I sometimes get mail from readers who are at the very beginning of their academic careers. They’re looking for advice about how they can situate their research to make themselves as employable as possible when they’re finished. This is, of course, a very smart and practical question — but makes the liberal arts lovers among us sigh a little bit. The thing is, these days, it’s the students with the greatest passion for the liberal arts who find themselves having to ask the question.
I recently heard from someone who is currently in a master’s program and is being groomed for a spot in the Ph.D. program. “I enjoy my classes,” he wrote, “and I'm thrilled by thinking about what I might do for a thesis project, but at the same time I feel a bit torn between pursuing my intellectual interests, and focusing on developing the skills I need for the ideal job I want.”
Testify! Now, this person did recognize that a thesis project and developing job skills don’t have to be mutually exclusive. However, the problem is that once you are immersed in a doctoral program of research, your focus has absolutely nothing to do with your transferable skills; in fact, the higher up you climb on the academic ladder, the more you feel you don’t have any skills at all. The work, then, of convincing yourself that you’re not totally useless once you exit a Ph.D. program is exhausting and emotional. And re-packaging yourself and putting yourself onto the non-academic job market is just plain hard.
I see two solutions for the young academics who think they might want to pursue a Ph.D. program but also want to be realistic about their academic job prospects.

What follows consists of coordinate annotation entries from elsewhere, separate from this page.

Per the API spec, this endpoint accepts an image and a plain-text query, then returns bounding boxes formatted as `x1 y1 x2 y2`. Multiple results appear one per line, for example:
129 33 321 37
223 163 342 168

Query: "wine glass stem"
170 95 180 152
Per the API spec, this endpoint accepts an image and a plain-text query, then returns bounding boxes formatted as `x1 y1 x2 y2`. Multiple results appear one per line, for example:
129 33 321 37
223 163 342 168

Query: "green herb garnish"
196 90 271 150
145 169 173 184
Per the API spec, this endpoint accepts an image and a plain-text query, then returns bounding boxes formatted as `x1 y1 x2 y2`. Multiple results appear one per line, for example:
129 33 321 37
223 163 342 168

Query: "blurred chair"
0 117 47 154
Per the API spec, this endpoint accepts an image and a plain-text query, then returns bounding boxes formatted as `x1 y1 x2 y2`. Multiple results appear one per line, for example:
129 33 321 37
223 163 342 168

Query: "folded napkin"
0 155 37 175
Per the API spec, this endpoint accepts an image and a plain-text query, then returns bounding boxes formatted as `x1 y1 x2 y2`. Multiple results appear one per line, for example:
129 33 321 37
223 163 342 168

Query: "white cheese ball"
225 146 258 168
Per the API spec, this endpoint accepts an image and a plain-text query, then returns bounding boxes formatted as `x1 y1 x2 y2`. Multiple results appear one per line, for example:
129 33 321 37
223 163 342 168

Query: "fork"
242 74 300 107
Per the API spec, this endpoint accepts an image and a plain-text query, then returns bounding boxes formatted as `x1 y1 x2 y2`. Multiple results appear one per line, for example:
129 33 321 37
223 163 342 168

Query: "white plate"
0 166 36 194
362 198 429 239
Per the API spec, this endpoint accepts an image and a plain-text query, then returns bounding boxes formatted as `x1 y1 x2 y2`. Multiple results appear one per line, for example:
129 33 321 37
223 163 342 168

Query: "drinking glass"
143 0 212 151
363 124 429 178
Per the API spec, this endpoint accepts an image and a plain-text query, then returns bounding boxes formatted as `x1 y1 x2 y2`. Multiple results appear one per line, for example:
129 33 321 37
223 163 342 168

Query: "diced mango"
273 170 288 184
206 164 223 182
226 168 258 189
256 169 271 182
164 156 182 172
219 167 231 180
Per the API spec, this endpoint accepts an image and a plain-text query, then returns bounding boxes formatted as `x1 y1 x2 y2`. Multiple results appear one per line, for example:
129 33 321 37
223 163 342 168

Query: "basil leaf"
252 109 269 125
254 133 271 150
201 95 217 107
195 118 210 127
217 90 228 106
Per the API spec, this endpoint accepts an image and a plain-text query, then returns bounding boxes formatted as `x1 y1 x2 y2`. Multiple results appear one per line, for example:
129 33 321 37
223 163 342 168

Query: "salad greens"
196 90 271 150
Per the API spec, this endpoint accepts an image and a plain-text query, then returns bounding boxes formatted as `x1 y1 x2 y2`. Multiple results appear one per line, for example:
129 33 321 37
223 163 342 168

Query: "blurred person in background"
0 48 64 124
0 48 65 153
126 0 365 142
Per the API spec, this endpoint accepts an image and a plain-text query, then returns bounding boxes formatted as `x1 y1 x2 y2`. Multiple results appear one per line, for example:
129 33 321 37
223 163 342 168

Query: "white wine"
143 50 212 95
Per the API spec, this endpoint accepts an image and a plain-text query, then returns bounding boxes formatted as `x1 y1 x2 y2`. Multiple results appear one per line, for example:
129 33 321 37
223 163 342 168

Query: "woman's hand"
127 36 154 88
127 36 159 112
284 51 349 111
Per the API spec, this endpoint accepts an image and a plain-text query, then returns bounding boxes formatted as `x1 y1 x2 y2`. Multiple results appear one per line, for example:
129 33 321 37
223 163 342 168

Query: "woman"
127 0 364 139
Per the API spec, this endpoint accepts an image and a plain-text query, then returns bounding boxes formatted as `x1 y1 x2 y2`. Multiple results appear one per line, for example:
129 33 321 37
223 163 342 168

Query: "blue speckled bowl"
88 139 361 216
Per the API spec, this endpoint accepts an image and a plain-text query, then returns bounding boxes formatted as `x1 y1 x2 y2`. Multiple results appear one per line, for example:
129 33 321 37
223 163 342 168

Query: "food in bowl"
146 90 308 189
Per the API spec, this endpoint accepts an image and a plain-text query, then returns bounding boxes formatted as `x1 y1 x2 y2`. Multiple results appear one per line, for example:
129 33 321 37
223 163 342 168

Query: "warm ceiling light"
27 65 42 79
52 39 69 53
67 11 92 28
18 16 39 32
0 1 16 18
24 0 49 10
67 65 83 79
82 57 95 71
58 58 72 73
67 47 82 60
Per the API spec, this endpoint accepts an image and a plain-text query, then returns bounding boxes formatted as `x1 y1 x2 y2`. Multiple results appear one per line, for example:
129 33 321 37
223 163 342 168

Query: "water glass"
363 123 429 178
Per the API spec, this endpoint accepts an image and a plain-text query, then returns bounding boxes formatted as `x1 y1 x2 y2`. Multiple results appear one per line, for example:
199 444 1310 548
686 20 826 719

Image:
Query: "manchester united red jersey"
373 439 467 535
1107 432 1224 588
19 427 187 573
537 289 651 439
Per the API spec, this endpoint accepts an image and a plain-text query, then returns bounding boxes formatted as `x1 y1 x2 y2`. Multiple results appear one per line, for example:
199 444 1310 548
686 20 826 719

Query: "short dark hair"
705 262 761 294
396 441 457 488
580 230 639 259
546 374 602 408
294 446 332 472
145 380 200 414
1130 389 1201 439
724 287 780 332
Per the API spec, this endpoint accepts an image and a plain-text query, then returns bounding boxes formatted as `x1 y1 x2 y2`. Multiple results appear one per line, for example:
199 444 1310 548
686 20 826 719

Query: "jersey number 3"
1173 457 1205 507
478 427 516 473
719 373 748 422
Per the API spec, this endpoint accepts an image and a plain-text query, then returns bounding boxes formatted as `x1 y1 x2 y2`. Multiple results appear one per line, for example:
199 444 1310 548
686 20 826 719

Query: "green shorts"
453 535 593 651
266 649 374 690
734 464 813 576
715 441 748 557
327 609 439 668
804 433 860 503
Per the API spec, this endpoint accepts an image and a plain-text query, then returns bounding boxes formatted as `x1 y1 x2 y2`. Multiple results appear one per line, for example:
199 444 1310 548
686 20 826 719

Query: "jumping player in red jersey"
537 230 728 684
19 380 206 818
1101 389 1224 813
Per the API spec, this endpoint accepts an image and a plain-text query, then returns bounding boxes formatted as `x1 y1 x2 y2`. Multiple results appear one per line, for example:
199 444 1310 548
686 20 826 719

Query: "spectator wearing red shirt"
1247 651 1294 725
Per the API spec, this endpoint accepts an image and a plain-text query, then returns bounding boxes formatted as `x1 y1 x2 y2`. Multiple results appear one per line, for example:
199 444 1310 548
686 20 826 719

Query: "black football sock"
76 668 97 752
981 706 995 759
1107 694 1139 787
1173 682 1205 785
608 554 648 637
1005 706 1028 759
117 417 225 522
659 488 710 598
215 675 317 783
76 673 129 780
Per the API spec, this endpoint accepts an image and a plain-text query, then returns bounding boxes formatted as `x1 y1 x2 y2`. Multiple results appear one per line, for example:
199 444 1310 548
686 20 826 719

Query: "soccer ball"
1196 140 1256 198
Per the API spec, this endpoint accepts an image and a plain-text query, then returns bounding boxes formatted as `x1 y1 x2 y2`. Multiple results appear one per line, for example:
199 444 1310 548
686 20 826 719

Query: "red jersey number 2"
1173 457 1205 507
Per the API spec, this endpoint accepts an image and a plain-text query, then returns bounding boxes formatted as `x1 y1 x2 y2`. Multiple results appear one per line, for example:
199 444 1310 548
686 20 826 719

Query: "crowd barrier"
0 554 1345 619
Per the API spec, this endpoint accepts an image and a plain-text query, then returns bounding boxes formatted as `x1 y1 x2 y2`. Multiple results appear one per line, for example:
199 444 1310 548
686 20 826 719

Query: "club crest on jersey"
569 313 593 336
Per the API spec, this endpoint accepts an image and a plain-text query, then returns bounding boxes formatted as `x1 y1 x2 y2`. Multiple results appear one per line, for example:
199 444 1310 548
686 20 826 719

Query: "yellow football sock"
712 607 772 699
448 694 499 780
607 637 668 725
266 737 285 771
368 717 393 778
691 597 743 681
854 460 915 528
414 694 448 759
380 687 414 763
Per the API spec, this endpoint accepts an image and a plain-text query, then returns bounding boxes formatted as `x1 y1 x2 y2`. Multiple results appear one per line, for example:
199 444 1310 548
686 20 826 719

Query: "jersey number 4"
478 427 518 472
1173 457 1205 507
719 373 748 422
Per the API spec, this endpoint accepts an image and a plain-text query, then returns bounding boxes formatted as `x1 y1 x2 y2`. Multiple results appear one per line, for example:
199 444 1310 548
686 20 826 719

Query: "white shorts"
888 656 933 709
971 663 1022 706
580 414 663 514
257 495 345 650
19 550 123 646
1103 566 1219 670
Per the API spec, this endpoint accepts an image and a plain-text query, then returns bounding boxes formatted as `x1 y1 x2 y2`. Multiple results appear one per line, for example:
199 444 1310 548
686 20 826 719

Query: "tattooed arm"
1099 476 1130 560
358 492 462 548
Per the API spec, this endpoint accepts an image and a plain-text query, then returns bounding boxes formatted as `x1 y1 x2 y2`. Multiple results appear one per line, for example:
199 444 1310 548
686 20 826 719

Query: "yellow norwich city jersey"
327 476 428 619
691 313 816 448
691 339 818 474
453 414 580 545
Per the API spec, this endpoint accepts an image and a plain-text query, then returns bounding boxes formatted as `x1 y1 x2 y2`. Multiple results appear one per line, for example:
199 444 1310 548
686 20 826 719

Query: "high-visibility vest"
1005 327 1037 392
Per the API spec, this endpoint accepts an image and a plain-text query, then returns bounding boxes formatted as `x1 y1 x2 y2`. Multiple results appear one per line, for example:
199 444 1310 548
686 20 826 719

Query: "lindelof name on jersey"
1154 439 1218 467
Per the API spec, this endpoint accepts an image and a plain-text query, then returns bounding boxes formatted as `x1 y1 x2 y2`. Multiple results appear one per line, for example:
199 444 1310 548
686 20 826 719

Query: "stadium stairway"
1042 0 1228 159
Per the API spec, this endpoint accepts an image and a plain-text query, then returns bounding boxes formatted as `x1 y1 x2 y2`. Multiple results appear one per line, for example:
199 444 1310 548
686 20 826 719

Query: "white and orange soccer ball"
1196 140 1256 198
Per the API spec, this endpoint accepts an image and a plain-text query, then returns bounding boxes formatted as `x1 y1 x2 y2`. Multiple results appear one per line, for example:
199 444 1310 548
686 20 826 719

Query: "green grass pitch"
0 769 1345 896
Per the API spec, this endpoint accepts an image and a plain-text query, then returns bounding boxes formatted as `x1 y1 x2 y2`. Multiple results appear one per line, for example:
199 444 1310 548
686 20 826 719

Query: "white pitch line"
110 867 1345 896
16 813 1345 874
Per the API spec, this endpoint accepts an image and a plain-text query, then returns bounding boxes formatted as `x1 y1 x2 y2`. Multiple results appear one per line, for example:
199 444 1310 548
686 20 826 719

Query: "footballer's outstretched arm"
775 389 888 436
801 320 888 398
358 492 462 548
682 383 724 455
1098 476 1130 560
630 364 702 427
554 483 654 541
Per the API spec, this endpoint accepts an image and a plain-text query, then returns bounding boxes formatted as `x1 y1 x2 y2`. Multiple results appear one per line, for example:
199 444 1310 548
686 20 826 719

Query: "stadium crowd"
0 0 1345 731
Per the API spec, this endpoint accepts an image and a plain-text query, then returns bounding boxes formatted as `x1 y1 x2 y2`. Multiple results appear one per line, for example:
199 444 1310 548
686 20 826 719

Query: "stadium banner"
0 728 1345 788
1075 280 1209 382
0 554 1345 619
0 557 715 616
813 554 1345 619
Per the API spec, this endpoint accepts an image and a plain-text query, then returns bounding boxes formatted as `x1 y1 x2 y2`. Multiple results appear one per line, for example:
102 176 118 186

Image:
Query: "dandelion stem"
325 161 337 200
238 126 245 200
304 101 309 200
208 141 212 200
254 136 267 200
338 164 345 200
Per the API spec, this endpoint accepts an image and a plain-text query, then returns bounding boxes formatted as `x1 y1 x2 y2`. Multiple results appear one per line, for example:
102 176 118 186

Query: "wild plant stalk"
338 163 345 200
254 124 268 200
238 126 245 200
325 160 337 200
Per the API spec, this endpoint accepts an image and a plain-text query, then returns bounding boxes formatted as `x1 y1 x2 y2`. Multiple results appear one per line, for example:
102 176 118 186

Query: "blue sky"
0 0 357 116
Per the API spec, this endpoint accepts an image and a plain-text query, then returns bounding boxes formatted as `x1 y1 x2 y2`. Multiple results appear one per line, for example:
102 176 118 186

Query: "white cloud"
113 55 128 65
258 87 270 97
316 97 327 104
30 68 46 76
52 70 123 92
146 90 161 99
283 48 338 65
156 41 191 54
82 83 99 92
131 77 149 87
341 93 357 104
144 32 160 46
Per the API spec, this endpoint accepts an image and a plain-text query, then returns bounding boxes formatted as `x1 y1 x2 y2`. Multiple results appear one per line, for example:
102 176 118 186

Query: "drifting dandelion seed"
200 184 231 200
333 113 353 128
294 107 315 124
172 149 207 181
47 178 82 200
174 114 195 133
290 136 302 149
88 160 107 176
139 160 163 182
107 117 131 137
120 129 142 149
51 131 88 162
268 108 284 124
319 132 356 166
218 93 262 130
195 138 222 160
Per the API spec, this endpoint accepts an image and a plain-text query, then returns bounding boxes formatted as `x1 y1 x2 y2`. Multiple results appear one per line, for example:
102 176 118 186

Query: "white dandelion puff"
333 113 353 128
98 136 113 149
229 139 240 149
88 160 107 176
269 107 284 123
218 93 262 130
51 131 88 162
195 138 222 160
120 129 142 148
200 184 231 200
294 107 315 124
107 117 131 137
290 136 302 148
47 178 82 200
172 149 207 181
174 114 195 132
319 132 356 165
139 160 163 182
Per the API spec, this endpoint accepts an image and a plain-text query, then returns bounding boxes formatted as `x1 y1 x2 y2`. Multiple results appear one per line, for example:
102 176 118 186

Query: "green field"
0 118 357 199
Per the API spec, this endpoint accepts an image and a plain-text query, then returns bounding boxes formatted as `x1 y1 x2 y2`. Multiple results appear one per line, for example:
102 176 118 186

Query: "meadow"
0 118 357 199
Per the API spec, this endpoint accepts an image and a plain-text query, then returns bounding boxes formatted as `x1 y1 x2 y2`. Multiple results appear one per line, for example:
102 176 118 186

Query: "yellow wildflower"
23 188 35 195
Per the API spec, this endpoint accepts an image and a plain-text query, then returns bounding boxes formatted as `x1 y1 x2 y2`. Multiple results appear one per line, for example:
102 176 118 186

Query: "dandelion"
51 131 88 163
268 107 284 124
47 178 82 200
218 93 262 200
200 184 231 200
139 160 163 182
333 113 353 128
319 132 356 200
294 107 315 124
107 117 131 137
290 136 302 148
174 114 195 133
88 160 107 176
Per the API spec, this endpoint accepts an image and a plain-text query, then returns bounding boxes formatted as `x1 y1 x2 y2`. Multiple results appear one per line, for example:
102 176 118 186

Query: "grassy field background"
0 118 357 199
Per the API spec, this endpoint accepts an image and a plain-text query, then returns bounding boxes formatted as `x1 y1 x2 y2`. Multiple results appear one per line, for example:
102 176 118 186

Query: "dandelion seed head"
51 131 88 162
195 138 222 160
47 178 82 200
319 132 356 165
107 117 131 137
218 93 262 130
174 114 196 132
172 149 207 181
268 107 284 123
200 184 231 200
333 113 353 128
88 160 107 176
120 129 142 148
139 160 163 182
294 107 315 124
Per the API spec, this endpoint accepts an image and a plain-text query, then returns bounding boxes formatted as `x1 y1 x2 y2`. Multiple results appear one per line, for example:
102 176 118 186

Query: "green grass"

The first has to do with making the process of skills-building during graduate school a transparent one. This involves the kind of regular maintenance and upkeep that most scholars do with their academic CVs. As you move through the different steps of your graduate program — coursework, writing the dissertation proposal, serving on committees, teaching, and so on — keep track of the skills you used to get each of those things done. These are skills that may be invisible to you before doing this exercise, but are quite essential on the non-academic job market. Won a $5,000 scholarship? Mark that down under fund-raising and grant writing skills. Served for a year on the tenure and promotions committee? Tick the make-believe box next to administrative and teamwork skills. Taught an introductory course? Check, check and check for project planning skills, doing oral presentations/public speaking and conducting evaluations.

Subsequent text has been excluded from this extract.